Frankenstein Screenwriter

Screenwriter

Mary Shelley, Peggy Webling, John L. Balderston, Francis Edward Faragoh, Garrett Fort

It takes a lot of people to bring a dead corpse to life. In Frankenstein, you've got Frankenstein himself, and then his assistant Fritz…but you've also got whoever donated that nasty brain, and all the people who used to be using the dead arms and legs and other bits. Frankenstein's monster isn't just Frankenstein's; lots of other people (and corpses) pitched in.

Writing Frankenstein took almost as many hands—many of them dead hands, as it happens. The script for the film was inspired by Mary Shelley's 1823 novel, about a scientist who brings a monster to life.

But Shelley's monster reads Milto and argues philosophy and is generally not much like the grunting dude you see in the movie.

The 1931 film was based more directly on a 1927 play by Peggy Webling—Webling threw in a servant for Frankenstein (the mean and cranky Fritz), and also dumbed the creature down. No Milton for you, monster. (Source)

John L. Balderston, who had done rewrites on Webling's play Dracula for the Universal pictures version, was called in to tinker with and restitch Frankenstein for the film. He was joined by veteran screenwriters Francis Edward Farragoh and Garrett Fort. Together, they experimented and eventually came up with a script more sympathetic to the monster than Webling's play. (For instance, in the play, Fritz accidentally scares the monster with fire; in the play Fritz deliberately torments the creature.)

In the play, and in the initial version of the film, Frankenstein dies with the monster in the windmill…and then Victor ends up with Frankenstein's fiancée Elizabeth. Little cut up bits of this plotline survive—but test audiences hated that. It wasn't happy enough for Hollywood.
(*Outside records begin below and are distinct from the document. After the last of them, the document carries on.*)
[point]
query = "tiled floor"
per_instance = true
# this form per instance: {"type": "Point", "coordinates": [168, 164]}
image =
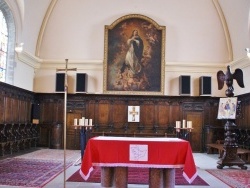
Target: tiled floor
{"type": "Point", "coordinates": [202, 160]}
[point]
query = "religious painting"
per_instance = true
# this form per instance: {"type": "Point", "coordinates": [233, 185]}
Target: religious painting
{"type": "Point", "coordinates": [134, 56]}
{"type": "Point", "coordinates": [133, 113]}
{"type": "Point", "coordinates": [227, 108]}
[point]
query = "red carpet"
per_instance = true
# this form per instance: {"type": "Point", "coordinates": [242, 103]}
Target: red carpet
{"type": "Point", "coordinates": [35, 169]}
{"type": "Point", "coordinates": [232, 177]}
{"type": "Point", "coordinates": [135, 176]}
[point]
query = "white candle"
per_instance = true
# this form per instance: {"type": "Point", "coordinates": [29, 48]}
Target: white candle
{"type": "Point", "coordinates": [86, 122]}
{"type": "Point", "coordinates": [190, 124]}
{"type": "Point", "coordinates": [184, 123]}
{"type": "Point", "coordinates": [81, 123]}
{"type": "Point", "coordinates": [178, 124]}
{"type": "Point", "coordinates": [75, 121]}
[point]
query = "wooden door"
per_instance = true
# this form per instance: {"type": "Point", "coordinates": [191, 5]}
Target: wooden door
{"type": "Point", "coordinates": [73, 135]}
{"type": "Point", "coordinates": [196, 135]}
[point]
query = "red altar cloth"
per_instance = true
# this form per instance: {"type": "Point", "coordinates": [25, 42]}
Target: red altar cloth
{"type": "Point", "coordinates": [138, 152]}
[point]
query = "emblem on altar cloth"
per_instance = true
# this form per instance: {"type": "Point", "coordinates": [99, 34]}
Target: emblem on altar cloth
{"type": "Point", "coordinates": [138, 152]}
{"type": "Point", "coordinates": [133, 113]}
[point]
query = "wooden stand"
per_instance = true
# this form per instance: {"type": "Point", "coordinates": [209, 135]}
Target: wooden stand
{"type": "Point", "coordinates": [230, 156]}
{"type": "Point", "coordinates": [184, 133]}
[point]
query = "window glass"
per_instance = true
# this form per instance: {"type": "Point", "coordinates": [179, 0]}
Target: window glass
{"type": "Point", "coordinates": [3, 46]}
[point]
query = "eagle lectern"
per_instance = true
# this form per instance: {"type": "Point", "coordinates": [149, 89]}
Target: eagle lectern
{"type": "Point", "coordinates": [230, 156]}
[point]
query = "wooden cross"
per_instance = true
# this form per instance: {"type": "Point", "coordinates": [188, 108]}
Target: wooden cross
{"type": "Point", "coordinates": [65, 111]}
{"type": "Point", "coordinates": [133, 113]}
{"type": "Point", "coordinates": [66, 74]}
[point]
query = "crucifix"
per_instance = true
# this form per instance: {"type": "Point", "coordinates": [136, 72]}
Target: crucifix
{"type": "Point", "coordinates": [65, 111]}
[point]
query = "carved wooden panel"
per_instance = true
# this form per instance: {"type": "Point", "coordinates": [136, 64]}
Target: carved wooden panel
{"type": "Point", "coordinates": [8, 110]}
{"type": "Point", "coordinates": [103, 113]}
{"type": "Point", "coordinates": [163, 115]}
{"type": "Point", "coordinates": [119, 115]}
{"type": "Point", "coordinates": [73, 133]}
{"type": "Point", "coordinates": [196, 135]}
{"type": "Point", "coordinates": [1, 108]}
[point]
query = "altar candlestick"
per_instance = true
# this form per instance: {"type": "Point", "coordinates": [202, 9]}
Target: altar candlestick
{"type": "Point", "coordinates": [86, 122]}
{"type": "Point", "coordinates": [75, 121]}
{"type": "Point", "coordinates": [184, 123]}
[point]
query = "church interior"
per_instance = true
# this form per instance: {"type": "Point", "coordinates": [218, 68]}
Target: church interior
{"type": "Point", "coordinates": [73, 70]}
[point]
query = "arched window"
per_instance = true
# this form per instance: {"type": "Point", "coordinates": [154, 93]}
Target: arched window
{"type": "Point", "coordinates": [3, 46]}
{"type": "Point", "coordinates": [7, 46]}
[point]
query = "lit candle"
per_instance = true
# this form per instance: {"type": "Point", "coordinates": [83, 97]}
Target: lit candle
{"type": "Point", "coordinates": [178, 124]}
{"type": "Point", "coordinates": [83, 120]}
{"type": "Point", "coordinates": [75, 121]}
{"type": "Point", "coordinates": [80, 122]}
{"type": "Point", "coordinates": [86, 122]}
{"type": "Point", "coordinates": [184, 123]}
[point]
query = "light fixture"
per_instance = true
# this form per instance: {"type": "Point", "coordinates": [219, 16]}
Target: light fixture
{"type": "Point", "coordinates": [248, 52]}
{"type": "Point", "coordinates": [19, 48]}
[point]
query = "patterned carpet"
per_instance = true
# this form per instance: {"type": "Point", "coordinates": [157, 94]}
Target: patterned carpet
{"type": "Point", "coordinates": [136, 176]}
{"type": "Point", "coordinates": [233, 177]}
{"type": "Point", "coordinates": [35, 169]}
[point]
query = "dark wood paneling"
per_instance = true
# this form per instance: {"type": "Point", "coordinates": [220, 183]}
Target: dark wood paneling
{"type": "Point", "coordinates": [109, 112]}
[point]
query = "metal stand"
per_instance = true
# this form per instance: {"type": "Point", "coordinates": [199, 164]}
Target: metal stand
{"type": "Point", "coordinates": [230, 156]}
{"type": "Point", "coordinates": [184, 133]}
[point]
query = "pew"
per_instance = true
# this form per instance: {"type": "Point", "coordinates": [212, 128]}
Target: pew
{"type": "Point", "coordinates": [244, 154]}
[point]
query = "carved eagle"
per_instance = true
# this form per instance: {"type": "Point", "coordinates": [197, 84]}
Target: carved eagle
{"type": "Point", "coordinates": [228, 78]}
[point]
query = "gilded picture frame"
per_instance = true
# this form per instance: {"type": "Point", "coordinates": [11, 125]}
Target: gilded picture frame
{"type": "Point", "coordinates": [134, 56]}
{"type": "Point", "coordinates": [227, 108]}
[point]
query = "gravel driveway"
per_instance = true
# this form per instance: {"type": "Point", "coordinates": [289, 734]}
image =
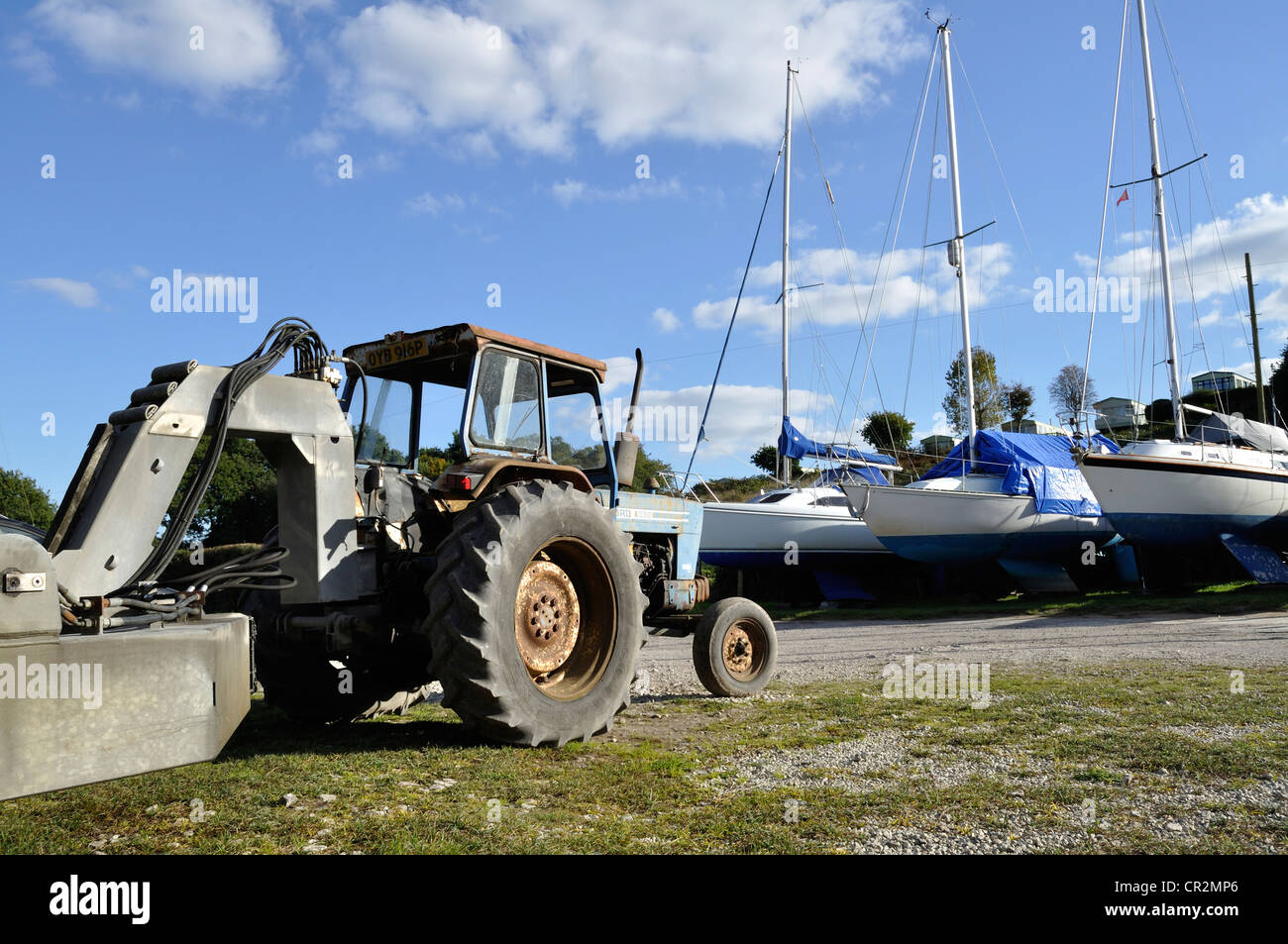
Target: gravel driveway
{"type": "Point", "coordinates": [818, 651]}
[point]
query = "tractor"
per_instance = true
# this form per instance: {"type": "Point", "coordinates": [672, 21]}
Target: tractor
{"type": "Point", "coordinates": [523, 574]}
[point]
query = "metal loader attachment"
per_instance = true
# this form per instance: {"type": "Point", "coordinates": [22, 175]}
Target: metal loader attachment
{"type": "Point", "coordinates": [103, 670]}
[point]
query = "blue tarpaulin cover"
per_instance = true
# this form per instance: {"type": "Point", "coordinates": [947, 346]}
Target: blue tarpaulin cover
{"type": "Point", "coordinates": [1030, 464]}
{"type": "Point", "coordinates": [797, 445]}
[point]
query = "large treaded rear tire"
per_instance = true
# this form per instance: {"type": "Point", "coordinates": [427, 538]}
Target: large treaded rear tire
{"type": "Point", "coordinates": [535, 528]}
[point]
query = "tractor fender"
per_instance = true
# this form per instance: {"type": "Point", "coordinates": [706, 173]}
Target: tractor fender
{"type": "Point", "coordinates": [489, 474]}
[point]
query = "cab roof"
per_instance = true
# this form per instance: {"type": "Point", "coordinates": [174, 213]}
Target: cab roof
{"type": "Point", "coordinates": [443, 355]}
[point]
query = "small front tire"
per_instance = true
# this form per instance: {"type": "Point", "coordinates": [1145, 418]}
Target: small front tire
{"type": "Point", "coordinates": [734, 648]}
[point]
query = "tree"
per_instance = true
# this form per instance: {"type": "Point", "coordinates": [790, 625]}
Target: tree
{"type": "Point", "coordinates": [241, 502]}
{"type": "Point", "coordinates": [1067, 390]}
{"type": "Point", "coordinates": [645, 468]}
{"type": "Point", "coordinates": [988, 391]}
{"type": "Point", "coordinates": [767, 458]}
{"type": "Point", "coordinates": [24, 500]}
{"type": "Point", "coordinates": [1279, 390]}
{"type": "Point", "coordinates": [433, 460]}
{"type": "Point", "coordinates": [888, 430]}
{"type": "Point", "coordinates": [1018, 399]}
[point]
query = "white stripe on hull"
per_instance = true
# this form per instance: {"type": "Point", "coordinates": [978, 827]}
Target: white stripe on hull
{"type": "Point", "coordinates": [747, 527]}
{"type": "Point", "coordinates": [907, 513]}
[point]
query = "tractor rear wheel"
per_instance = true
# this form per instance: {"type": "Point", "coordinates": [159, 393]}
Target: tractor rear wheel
{"type": "Point", "coordinates": [536, 616]}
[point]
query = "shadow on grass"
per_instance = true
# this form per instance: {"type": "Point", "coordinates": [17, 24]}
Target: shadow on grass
{"type": "Point", "coordinates": [267, 730]}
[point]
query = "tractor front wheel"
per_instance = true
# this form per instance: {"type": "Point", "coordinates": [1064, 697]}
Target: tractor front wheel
{"type": "Point", "coordinates": [734, 648]}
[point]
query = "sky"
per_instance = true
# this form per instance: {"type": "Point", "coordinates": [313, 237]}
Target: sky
{"type": "Point", "coordinates": [591, 174]}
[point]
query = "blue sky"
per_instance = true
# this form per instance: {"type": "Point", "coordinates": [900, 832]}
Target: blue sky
{"type": "Point", "coordinates": [498, 143]}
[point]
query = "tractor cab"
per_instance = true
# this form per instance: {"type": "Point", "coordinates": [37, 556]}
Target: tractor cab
{"type": "Point", "coordinates": [523, 410]}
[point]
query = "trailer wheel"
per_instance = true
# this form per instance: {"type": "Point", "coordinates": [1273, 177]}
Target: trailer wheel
{"type": "Point", "coordinates": [535, 616]}
{"type": "Point", "coordinates": [734, 648]}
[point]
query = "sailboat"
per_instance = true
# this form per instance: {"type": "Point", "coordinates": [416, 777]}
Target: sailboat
{"type": "Point", "coordinates": [1012, 497]}
{"type": "Point", "coordinates": [814, 526]}
{"type": "Point", "coordinates": [1227, 479]}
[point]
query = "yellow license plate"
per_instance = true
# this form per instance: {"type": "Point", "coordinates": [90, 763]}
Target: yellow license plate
{"type": "Point", "coordinates": [394, 353]}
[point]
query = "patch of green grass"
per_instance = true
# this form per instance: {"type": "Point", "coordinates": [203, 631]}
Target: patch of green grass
{"type": "Point", "coordinates": [666, 778]}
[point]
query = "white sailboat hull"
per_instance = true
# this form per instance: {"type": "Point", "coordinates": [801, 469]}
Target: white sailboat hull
{"type": "Point", "coordinates": [958, 527]}
{"type": "Point", "coordinates": [1180, 494]}
{"type": "Point", "coordinates": [751, 535]}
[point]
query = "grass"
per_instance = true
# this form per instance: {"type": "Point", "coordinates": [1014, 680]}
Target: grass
{"type": "Point", "coordinates": [673, 776]}
{"type": "Point", "coordinates": [1218, 599]}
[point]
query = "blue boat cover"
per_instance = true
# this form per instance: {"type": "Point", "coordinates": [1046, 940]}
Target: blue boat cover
{"type": "Point", "coordinates": [797, 445]}
{"type": "Point", "coordinates": [1030, 464]}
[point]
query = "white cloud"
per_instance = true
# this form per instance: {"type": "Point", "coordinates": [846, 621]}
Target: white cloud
{"type": "Point", "coordinates": [665, 320]}
{"type": "Point", "coordinates": [1257, 226]}
{"type": "Point", "coordinates": [902, 286]}
{"type": "Point", "coordinates": [241, 46]}
{"type": "Point", "coordinates": [320, 141]}
{"type": "Point", "coordinates": [428, 204]}
{"type": "Point", "coordinates": [30, 58]}
{"type": "Point", "coordinates": [80, 294]}
{"type": "Point", "coordinates": [570, 191]}
{"type": "Point", "coordinates": [529, 71]}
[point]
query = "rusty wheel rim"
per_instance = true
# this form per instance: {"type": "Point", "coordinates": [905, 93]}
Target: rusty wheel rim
{"type": "Point", "coordinates": [546, 617]}
{"type": "Point", "coordinates": [743, 649]}
{"type": "Point", "coordinates": [566, 618]}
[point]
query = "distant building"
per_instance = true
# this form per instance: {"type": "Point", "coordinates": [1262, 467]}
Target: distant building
{"type": "Point", "coordinates": [1031, 426]}
{"type": "Point", "coordinates": [1119, 412]}
{"type": "Point", "coordinates": [939, 445]}
{"type": "Point", "coordinates": [1220, 380]}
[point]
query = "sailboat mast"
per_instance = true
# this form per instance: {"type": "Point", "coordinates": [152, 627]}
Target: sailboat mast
{"type": "Point", "coordinates": [1173, 361]}
{"type": "Point", "coordinates": [956, 246]}
{"type": "Point", "coordinates": [785, 462]}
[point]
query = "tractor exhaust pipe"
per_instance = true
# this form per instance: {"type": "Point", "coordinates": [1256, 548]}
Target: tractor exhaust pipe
{"type": "Point", "coordinates": [627, 447]}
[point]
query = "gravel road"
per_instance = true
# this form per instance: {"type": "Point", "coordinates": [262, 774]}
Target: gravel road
{"type": "Point", "coordinates": [1171, 805]}
{"type": "Point", "coordinates": [818, 651]}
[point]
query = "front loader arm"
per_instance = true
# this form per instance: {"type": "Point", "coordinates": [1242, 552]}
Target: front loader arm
{"type": "Point", "coordinates": [114, 507]}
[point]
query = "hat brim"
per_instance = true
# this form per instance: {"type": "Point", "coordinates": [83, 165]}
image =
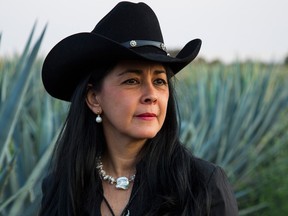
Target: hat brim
{"type": "Point", "coordinates": [74, 57]}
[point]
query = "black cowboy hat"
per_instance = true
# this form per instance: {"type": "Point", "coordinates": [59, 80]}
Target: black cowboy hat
{"type": "Point", "coordinates": [128, 31]}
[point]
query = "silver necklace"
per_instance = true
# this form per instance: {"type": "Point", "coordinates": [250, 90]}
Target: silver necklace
{"type": "Point", "coordinates": [121, 182]}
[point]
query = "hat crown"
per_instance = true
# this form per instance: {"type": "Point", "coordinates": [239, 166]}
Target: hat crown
{"type": "Point", "coordinates": [130, 21]}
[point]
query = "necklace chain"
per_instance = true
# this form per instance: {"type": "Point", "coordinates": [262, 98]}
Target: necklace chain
{"type": "Point", "coordinates": [121, 182]}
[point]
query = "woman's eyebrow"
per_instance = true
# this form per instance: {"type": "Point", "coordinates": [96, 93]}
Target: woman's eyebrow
{"type": "Point", "coordinates": [127, 71]}
{"type": "Point", "coordinates": [139, 72]}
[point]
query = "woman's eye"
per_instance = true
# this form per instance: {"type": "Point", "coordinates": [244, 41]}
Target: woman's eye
{"type": "Point", "coordinates": [160, 82]}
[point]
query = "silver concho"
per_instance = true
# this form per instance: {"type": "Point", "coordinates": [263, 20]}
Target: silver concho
{"type": "Point", "coordinates": [122, 183]}
{"type": "Point", "coordinates": [133, 43]}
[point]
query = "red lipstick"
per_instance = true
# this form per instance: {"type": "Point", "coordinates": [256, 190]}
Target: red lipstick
{"type": "Point", "coordinates": [146, 116]}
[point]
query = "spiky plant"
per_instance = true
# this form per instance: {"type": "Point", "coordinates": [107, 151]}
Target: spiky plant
{"type": "Point", "coordinates": [28, 128]}
{"type": "Point", "coordinates": [236, 116]}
So the writers huddled and came up with a different ending, where Henry Frankenstein survives. Given how much of an unstable dope Frankenstein is, this maybe isn't actually such a happy ending for Elizabeth…but Hollywood is Hollywood. (Source)

So good job Mary Shelley, Peggy Webling, John L. Balderston, Francis Edward Faragoh, and Garrett Fort—it took a lot of you, but altogether you turned a mad scientist into a happy romantic lead.

It's aliiiiive! It's getting maaaaarried!